Over the weekend, Leinster and Ireland star announced that he would be retiring at the end of the 2019/20 season. Whenever that end is, exactly, is still up in the air and it won’t be touching down for a while yet.
“They say the best time to leave a party is when you’re still having fun,” McFadden told the Leinster Rugby website, “so the time has come for me to announce my retirement from the end of the season.”
Friday’s announcement of a proposed five-step road-map to recovery, as Ireland gets a handle on the Covid-19 pandemic, would have brought hope to many sports fans that some kind of a return was possible in the coming months.

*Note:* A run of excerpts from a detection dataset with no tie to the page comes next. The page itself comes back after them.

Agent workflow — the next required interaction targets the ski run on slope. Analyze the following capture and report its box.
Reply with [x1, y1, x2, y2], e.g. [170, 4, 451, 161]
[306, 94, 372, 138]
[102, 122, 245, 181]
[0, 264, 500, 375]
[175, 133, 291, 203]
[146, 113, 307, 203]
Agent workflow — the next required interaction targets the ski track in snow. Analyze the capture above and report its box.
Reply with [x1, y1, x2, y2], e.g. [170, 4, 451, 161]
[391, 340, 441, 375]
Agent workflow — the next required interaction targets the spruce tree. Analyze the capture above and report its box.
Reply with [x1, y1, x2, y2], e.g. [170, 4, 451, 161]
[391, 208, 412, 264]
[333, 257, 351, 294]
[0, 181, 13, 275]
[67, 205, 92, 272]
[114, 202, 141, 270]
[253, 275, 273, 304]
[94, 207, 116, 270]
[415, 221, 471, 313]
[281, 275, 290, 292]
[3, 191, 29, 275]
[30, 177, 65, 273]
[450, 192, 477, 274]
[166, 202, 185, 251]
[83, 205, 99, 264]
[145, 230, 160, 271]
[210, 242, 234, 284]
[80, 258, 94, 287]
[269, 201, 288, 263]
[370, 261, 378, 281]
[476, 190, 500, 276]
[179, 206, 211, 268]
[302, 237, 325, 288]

From June 8, for instance, rugby players would be permitted to train in small groups as long as they were practising social distancing. Due to the close-contact nature of rugby, that sport (along with wrestling and boxing) was down for a later return to competitive action than GAA and football. Rugby is ear-marked to get going again during Phase 5 on August 10.
It is likely, though, that closed door games will be the way forward for the short to medium term. Do not expect to see packed out stadiums in Ireland, at sporting events, for the rest of 2020.
Dr Cillian De Gascun of the National Public Health Emergency Team told The Irish Times, on Saturday, that he did not envisage Ireland hosting their November internationals (against Australia, Japan and South Africa) but he did strike a more optimistic note on the 2021 Guinness Six Nations.
Just as we were all absorbing that, World Rugby gave unions sight of their recommended guidelines, put together by former Ireland and Lions doctor Éanna Falvey, Prav Mathema (Wales’ National Medical Manager), Mary Horgan and World Rugby chief medical officer Michael Raftery. In brief summary, those guidelines include:
- Players wearing gloves and masks during training
- Daily temperature checks and players being sent home if their temperature is over 37.5(c) degrees
- Daily questionnaires on health and wellbeing for players and staff
- Refraining from physical contact during sessions (essentially ruling out rucking, mauling, scrummaging and full contact runs)
- Deep cleans of training facilities after each daily training session
- Matches played behind closed doors for the foreseeable future
The guidelines, which will form the frame-work for various unions across the world (along with the advice of each individual country’s government and health experts), state it would be prudent to have closed door matches until a vaccine can be found and widely distributed. Work on a Covid-19 vaccine has been underway since January but it could be between 12 to 18 months before such a vaccine is widely available.
The UK are set to announce a road-map for a return to work and easing of certain restrictions on movement by the end of this week so there may be clarity for the English, Welsh and Scottish unions, as well as those involved with Ulster Rugby.
The Guinness PRO14 and Champions Cup still need to wrap their 2019/20 seasons up, as do several other rugby competitions such as the Premiership and the Guinness Six Nations. As much as this season has been impacted, the 2020/21 season could be even harder hit.
One possibility being explored by the IRFU, among an ever-lengthening list, is holding inter-provincial games at an empty Aviva Stadium in the autumn. This would get the players back to action, would be televised and it could revive an inter-pro competition that ceased when the Celtic League (now PRO14) was introduced.